Here are the starting salaries, in thousands of dollars, offered to 20 students who earned bachelor’s degrees in computer science in 2011.
63 56 66 77 50 53 78 55 90 65 64 69 59 76 48 54 49 68 51 50
a. Make a stemplot.
b. Find the median, mean and mode.
c. Find the five-number summary.
d. Make a boxplot.
e. Compute the range and interquartile range (IQR).
Problem 2.
A consumer testing lab measured calories per hot dog in 20 brands of beef hot dogs. Here are the results:
186 181 176 149 184 190 158 139 175 148 152 111 141 153 190 157 131 149 135 132
a. Make a stemplot.
b. Find the median, mean and mode.
c. Find the five-number summary.
d. Make a boxplot.
e. Compute the range and interquartile range (IQR).
These problem descriptions (#1 and #2) are from “Against All Odds”, modified slightly and copied here for convenience.
Problem 3.
Use the MPG data for top selling midsize cars in the US and European markets from Lesson 1.

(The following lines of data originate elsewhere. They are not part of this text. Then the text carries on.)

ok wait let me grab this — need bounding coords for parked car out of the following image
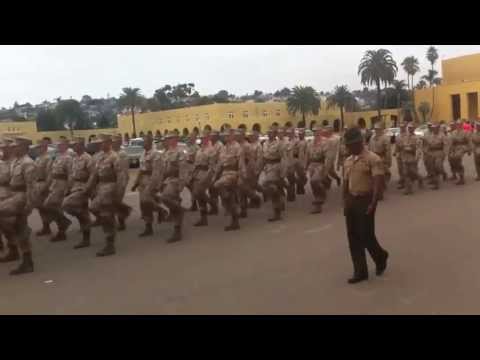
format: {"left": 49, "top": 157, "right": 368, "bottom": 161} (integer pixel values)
{"left": 123, "top": 138, "right": 145, "bottom": 168}
{"left": 414, "top": 124, "right": 429, "bottom": 137}
{"left": 29, "top": 144, "right": 74, "bottom": 161}
{"left": 385, "top": 127, "right": 400, "bottom": 144}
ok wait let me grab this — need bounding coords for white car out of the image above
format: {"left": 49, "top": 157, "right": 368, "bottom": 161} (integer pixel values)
{"left": 414, "top": 124, "right": 429, "bottom": 137}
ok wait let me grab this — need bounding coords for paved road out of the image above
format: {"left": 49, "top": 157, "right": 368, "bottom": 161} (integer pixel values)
{"left": 1, "top": 160, "right": 479, "bottom": 315}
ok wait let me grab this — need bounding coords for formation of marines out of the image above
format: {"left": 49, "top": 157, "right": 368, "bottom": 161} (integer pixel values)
{"left": 0, "top": 118, "right": 479, "bottom": 276}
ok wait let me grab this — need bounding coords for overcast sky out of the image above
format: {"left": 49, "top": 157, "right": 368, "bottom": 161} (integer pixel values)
{"left": 1, "top": 45, "right": 479, "bottom": 108}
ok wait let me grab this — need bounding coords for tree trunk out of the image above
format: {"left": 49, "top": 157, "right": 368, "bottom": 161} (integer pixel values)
{"left": 431, "top": 86, "right": 436, "bottom": 121}
{"left": 302, "top": 112, "right": 305, "bottom": 128}
{"left": 340, "top": 106, "right": 344, "bottom": 130}
{"left": 412, "top": 75, "right": 417, "bottom": 122}
{"left": 376, "top": 81, "right": 382, "bottom": 127}
{"left": 131, "top": 106, "right": 137, "bottom": 137}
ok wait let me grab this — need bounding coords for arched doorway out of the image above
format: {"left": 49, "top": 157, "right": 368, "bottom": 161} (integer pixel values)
{"left": 297, "top": 120, "right": 306, "bottom": 128}
{"left": 173, "top": 128, "right": 179, "bottom": 135}
{"left": 322, "top": 119, "right": 329, "bottom": 127}
{"left": 333, "top": 119, "right": 340, "bottom": 132}
{"left": 163, "top": 129, "right": 168, "bottom": 136}
{"left": 285, "top": 121, "right": 293, "bottom": 128}
{"left": 182, "top": 128, "right": 189, "bottom": 137}
{"left": 220, "top": 123, "right": 231, "bottom": 132}
{"left": 309, "top": 120, "right": 316, "bottom": 130}
{"left": 193, "top": 127, "right": 199, "bottom": 135}
{"left": 139, "top": 131, "right": 145, "bottom": 138}
{"left": 252, "top": 123, "right": 261, "bottom": 133}
{"left": 147, "top": 130, "right": 153, "bottom": 137}
{"left": 203, "top": 124, "right": 212, "bottom": 132}
{"left": 272, "top": 122, "right": 279, "bottom": 127}
{"left": 238, "top": 123, "right": 247, "bottom": 130}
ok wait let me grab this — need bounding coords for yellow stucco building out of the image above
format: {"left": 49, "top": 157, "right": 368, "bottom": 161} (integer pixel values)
{"left": 117, "top": 100, "right": 342, "bottom": 137}
{"left": 415, "top": 53, "right": 480, "bottom": 122}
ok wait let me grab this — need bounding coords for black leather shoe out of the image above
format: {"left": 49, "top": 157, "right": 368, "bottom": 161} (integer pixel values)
{"left": 376, "top": 252, "right": 389, "bottom": 276}
{"left": 347, "top": 275, "right": 368, "bottom": 284}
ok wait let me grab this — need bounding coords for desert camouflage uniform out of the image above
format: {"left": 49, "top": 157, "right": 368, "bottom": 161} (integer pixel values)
{"left": 238, "top": 139, "right": 261, "bottom": 215}
{"left": 114, "top": 147, "right": 132, "bottom": 225}
{"left": 306, "top": 139, "right": 329, "bottom": 213}
{"left": 44, "top": 152, "right": 73, "bottom": 237}
{"left": 31, "top": 152, "right": 52, "bottom": 232}
{"left": 208, "top": 139, "right": 224, "bottom": 214}
{"left": 399, "top": 133, "right": 423, "bottom": 194}
{"left": 423, "top": 131, "right": 448, "bottom": 189}
{"left": 260, "top": 138, "right": 286, "bottom": 219}
{"left": 471, "top": 130, "right": 480, "bottom": 180}
{"left": 368, "top": 133, "right": 392, "bottom": 184}
{"left": 0, "top": 152, "right": 15, "bottom": 249}
{"left": 448, "top": 129, "right": 472, "bottom": 184}
{"left": 393, "top": 130, "right": 407, "bottom": 188}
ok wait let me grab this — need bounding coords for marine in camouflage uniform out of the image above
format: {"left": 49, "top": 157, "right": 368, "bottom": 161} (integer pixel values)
{"left": 368, "top": 123, "right": 392, "bottom": 198}
{"left": 283, "top": 128, "right": 297, "bottom": 202}
{"left": 236, "top": 128, "right": 261, "bottom": 217}
{"left": 423, "top": 123, "right": 448, "bottom": 190}
{"left": 87, "top": 134, "right": 123, "bottom": 257}
{"left": 306, "top": 126, "right": 329, "bottom": 214}
{"left": 0, "top": 137, "right": 36, "bottom": 275}
{"left": 322, "top": 125, "right": 342, "bottom": 188}
{"left": 247, "top": 130, "right": 264, "bottom": 207}
{"left": 259, "top": 126, "right": 286, "bottom": 222}
{"left": 62, "top": 137, "right": 95, "bottom": 249}
{"left": 155, "top": 131, "right": 187, "bottom": 242}
{"left": 112, "top": 134, "right": 132, "bottom": 231}
{"left": 448, "top": 121, "right": 472, "bottom": 185}
{"left": 208, "top": 130, "right": 223, "bottom": 215}
{"left": 132, "top": 134, "right": 162, "bottom": 237}
{"left": 294, "top": 129, "right": 308, "bottom": 195}
{"left": 213, "top": 128, "right": 246, "bottom": 230}
{"left": 393, "top": 122, "right": 407, "bottom": 189}
{"left": 471, "top": 121, "right": 480, "bottom": 181}
{"left": 400, "top": 124, "right": 423, "bottom": 195}
{"left": 185, "top": 133, "right": 200, "bottom": 212}
{"left": 422, "top": 122, "right": 435, "bottom": 182}
{"left": 336, "top": 127, "right": 350, "bottom": 180}
{"left": 89, "top": 141, "right": 104, "bottom": 227}
{"left": 43, "top": 138, "right": 73, "bottom": 242}
{"left": 0, "top": 138, "right": 15, "bottom": 256}
{"left": 31, "top": 138, "right": 53, "bottom": 236}
{"left": 189, "top": 130, "right": 215, "bottom": 227}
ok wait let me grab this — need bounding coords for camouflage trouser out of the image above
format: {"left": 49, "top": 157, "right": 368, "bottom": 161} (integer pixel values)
{"left": 214, "top": 171, "right": 239, "bottom": 216}
{"left": 115, "top": 184, "right": 131, "bottom": 221}
{"left": 31, "top": 180, "right": 50, "bottom": 226}
{"left": 286, "top": 158, "right": 307, "bottom": 198}
{"left": 138, "top": 175, "right": 155, "bottom": 224}
{"left": 474, "top": 152, "right": 480, "bottom": 178}
{"left": 261, "top": 163, "right": 285, "bottom": 212}
{"left": 90, "top": 182, "right": 117, "bottom": 238}
{"left": 308, "top": 162, "right": 328, "bottom": 211}
{"left": 430, "top": 152, "right": 445, "bottom": 185}
{"left": 238, "top": 167, "right": 260, "bottom": 212}
{"left": 192, "top": 169, "right": 212, "bottom": 213}
{"left": 448, "top": 148, "right": 465, "bottom": 175}
{"left": 62, "top": 185, "right": 91, "bottom": 232}
{"left": 424, "top": 153, "right": 434, "bottom": 178}
{"left": 403, "top": 160, "right": 421, "bottom": 192}
{"left": 0, "top": 191, "right": 32, "bottom": 253}
{"left": 396, "top": 156, "right": 405, "bottom": 184}
{"left": 0, "top": 188, "right": 16, "bottom": 248}
{"left": 44, "top": 179, "right": 70, "bottom": 231}
{"left": 157, "top": 178, "right": 184, "bottom": 227}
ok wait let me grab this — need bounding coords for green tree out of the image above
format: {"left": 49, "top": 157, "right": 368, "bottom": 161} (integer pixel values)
{"left": 416, "top": 80, "right": 427, "bottom": 89}
{"left": 391, "top": 80, "right": 408, "bottom": 108}
{"left": 274, "top": 87, "right": 291, "bottom": 98}
{"left": 55, "top": 99, "right": 90, "bottom": 137}
{"left": 426, "top": 46, "right": 439, "bottom": 74}
{"left": 213, "top": 90, "right": 231, "bottom": 103}
{"left": 401, "top": 56, "right": 420, "bottom": 121}
{"left": 417, "top": 102, "right": 431, "bottom": 123}
{"left": 286, "top": 86, "right": 320, "bottom": 127}
{"left": 118, "top": 87, "right": 142, "bottom": 137}
{"left": 358, "top": 49, "right": 398, "bottom": 124}
{"left": 36, "top": 109, "right": 60, "bottom": 131}
{"left": 326, "top": 85, "right": 355, "bottom": 130}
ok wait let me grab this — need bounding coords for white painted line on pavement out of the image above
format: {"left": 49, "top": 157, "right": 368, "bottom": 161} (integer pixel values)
{"left": 304, "top": 224, "right": 333, "bottom": 234}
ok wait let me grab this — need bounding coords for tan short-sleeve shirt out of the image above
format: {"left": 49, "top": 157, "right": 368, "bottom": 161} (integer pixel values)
{"left": 344, "top": 149, "right": 384, "bottom": 196}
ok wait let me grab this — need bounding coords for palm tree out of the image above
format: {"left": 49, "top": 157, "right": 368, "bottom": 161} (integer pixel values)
{"left": 426, "top": 46, "right": 439, "bottom": 74}
{"left": 286, "top": 86, "right": 321, "bottom": 128}
{"left": 119, "top": 87, "right": 142, "bottom": 137}
{"left": 426, "top": 46, "right": 439, "bottom": 121}
{"left": 401, "top": 56, "right": 420, "bottom": 90}
{"left": 391, "top": 80, "right": 407, "bottom": 108}
{"left": 416, "top": 80, "right": 428, "bottom": 90}
{"left": 417, "top": 102, "right": 431, "bottom": 124}
{"left": 358, "top": 49, "right": 398, "bottom": 125}
{"left": 422, "top": 69, "right": 439, "bottom": 87}
{"left": 326, "top": 85, "right": 356, "bottom": 130}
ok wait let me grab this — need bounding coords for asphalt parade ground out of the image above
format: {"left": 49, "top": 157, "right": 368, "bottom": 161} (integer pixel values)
{"left": 1, "top": 160, "right": 479, "bottom": 315}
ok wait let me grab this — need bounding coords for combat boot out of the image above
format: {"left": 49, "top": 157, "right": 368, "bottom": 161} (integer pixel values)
{"left": 96, "top": 236, "right": 115, "bottom": 257}
{"left": 138, "top": 223, "right": 153, "bottom": 237}
{"left": 456, "top": 174, "right": 465, "bottom": 185}
{"left": 268, "top": 208, "right": 282, "bottom": 222}
{"left": 225, "top": 214, "right": 240, "bottom": 231}
{"left": 248, "top": 196, "right": 261, "bottom": 209}
{"left": 73, "top": 230, "right": 91, "bottom": 249}
{"left": 310, "top": 203, "right": 323, "bottom": 214}
{"left": 418, "top": 177, "right": 424, "bottom": 189}
{"left": 91, "top": 217, "right": 102, "bottom": 227}
{"left": 35, "top": 223, "right": 52, "bottom": 236}
{"left": 286, "top": 191, "right": 296, "bottom": 202}
{"left": 0, "top": 245, "right": 20, "bottom": 263}
{"left": 167, "top": 225, "right": 182, "bottom": 243}
{"left": 194, "top": 211, "right": 208, "bottom": 227}
{"left": 347, "top": 274, "right": 368, "bottom": 284}
{"left": 9, "top": 251, "right": 34, "bottom": 275}
{"left": 450, "top": 173, "right": 457, "bottom": 181}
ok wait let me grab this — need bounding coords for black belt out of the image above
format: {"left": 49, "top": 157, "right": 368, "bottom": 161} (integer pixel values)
{"left": 10, "top": 185, "right": 27, "bottom": 192}
{"left": 311, "top": 159, "right": 324, "bottom": 163}
{"left": 52, "top": 174, "right": 68, "bottom": 180}
{"left": 265, "top": 159, "right": 280, "bottom": 164}
{"left": 222, "top": 165, "right": 238, "bottom": 171}
{"left": 195, "top": 165, "right": 209, "bottom": 171}
{"left": 140, "top": 170, "right": 152, "bottom": 175}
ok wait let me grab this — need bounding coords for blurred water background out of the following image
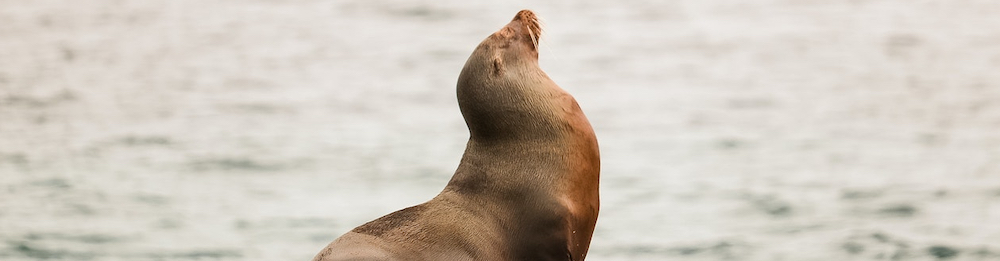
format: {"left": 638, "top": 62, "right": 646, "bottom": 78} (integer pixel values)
{"left": 3, "top": 1, "right": 1000, "bottom": 260}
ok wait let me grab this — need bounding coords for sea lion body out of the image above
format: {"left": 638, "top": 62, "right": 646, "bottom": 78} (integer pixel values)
{"left": 313, "top": 10, "right": 600, "bottom": 261}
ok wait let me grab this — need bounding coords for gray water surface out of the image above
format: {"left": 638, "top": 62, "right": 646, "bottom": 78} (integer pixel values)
{"left": 3, "top": 1, "right": 1000, "bottom": 260}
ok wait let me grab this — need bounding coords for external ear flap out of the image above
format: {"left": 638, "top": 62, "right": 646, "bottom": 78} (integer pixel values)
{"left": 492, "top": 54, "right": 504, "bottom": 77}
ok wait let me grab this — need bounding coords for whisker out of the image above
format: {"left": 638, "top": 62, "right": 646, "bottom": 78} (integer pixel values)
{"left": 526, "top": 25, "right": 539, "bottom": 50}
{"left": 536, "top": 16, "right": 558, "bottom": 61}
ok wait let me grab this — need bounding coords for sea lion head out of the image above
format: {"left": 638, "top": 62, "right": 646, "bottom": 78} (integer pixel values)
{"left": 476, "top": 9, "right": 542, "bottom": 68}
{"left": 456, "top": 10, "right": 560, "bottom": 142}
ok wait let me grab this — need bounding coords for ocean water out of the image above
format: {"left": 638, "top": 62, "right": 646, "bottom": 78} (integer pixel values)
{"left": 2, "top": 1, "right": 1000, "bottom": 260}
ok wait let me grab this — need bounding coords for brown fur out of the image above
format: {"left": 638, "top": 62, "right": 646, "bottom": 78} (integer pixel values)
{"left": 312, "top": 9, "right": 600, "bottom": 261}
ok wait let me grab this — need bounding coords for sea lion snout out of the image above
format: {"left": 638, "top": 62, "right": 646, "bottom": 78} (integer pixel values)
{"left": 491, "top": 9, "right": 541, "bottom": 52}
{"left": 512, "top": 9, "right": 541, "bottom": 43}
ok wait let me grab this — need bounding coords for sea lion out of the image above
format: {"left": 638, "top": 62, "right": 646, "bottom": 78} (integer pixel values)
{"left": 312, "top": 9, "right": 600, "bottom": 261}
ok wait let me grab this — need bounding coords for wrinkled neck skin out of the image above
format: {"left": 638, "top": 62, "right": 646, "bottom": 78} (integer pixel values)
{"left": 442, "top": 12, "right": 601, "bottom": 260}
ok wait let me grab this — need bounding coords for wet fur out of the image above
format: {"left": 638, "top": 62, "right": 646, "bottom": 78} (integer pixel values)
{"left": 312, "top": 10, "right": 600, "bottom": 261}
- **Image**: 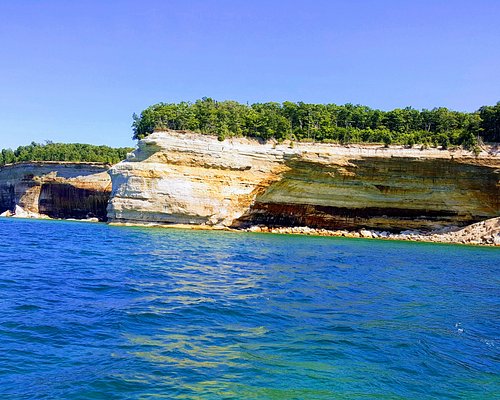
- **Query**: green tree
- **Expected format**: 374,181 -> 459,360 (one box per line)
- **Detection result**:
479,102 -> 500,142
0,143 -> 133,166
130,98 -> 500,148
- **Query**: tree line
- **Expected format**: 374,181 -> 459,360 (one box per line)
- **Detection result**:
0,142 -> 133,166
132,98 -> 500,148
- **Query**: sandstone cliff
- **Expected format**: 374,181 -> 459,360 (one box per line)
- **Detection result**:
107,131 -> 500,231
0,162 -> 111,220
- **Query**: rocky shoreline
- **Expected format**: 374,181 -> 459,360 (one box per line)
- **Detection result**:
3,208 -> 499,246
0,205 -> 99,222
244,217 -> 500,246
107,217 -> 500,247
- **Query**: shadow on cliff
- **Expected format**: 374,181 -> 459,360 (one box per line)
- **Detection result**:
39,183 -> 110,221
234,156 -> 499,232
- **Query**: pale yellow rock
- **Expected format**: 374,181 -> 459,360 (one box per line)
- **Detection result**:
107,130 -> 500,231
360,229 -> 373,238
108,131 -> 289,226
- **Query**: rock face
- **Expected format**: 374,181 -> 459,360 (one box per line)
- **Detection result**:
0,162 -> 112,220
107,131 -> 500,231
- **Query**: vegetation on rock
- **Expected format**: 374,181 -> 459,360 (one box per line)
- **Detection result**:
0,142 -> 133,166
132,98 -> 500,147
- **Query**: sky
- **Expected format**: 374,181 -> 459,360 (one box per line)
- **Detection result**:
0,0 -> 499,149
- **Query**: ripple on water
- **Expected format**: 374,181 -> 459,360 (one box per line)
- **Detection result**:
0,218 -> 498,399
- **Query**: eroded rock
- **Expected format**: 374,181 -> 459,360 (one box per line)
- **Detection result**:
0,162 -> 111,220
108,131 -> 500,233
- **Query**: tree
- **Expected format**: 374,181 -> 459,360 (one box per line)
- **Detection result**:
0,143 -> 133,166
129,98 -> 500,147
479,102 -> 500,142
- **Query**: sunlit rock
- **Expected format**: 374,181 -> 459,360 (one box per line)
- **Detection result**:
107,130 -> 500,231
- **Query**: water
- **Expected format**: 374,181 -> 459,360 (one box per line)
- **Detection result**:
0,218 -> 498,399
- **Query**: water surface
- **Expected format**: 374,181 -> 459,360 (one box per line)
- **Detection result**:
0,218 -> 498,399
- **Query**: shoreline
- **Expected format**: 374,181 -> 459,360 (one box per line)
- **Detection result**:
108,130 -> 499,239
108,219 -> 500,247
2,212 -> 498,247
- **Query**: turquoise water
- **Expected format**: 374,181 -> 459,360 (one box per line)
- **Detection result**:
0,218 -> 498,399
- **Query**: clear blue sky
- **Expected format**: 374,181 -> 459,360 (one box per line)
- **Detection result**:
1,0 -> 499,149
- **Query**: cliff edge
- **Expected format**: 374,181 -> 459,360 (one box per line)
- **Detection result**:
0,162 -> 111,220
107,131 -> 500,232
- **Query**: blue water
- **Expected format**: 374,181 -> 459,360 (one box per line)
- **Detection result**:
0,218 -> 498,399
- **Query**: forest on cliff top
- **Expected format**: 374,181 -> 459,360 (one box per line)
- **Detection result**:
133,98 -> 500,149
0,142 -> 133,166
2,100 -> 499,166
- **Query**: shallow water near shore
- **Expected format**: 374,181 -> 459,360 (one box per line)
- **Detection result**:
0,218 -> 498,399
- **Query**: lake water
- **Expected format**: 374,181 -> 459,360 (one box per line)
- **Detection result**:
0,218 -> 498,399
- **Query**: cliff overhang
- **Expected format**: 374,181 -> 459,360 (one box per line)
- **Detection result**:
107,131 -> 500,232
0,162 -> 112,221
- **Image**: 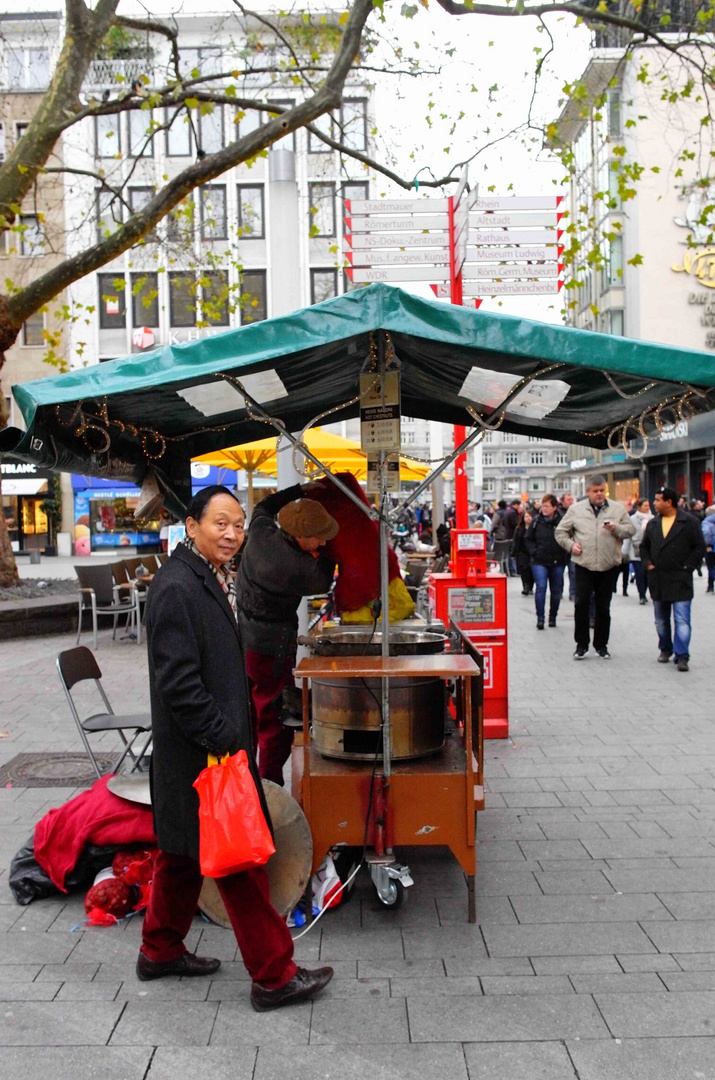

a. Find the five-number summaries.
b. Produce 2 boxplots, one for each market, and put them both on the same chart to facilitate comparison.
Assignment:
- For class on Thu
- Use the UN health and economy data (filter to display North and South America only).
- Use Google Sheets (or Excel) to create a histogram for Life Expectancy, Infant Mortality and GDP Per Capita (3 separate histograms)
- Compute the 5-number summary for Life Expectancy, Infant Mortality and GDP Per Capita (1 5-number summary for each variable).
- Be prepared to share your histograms and 5-number summaries.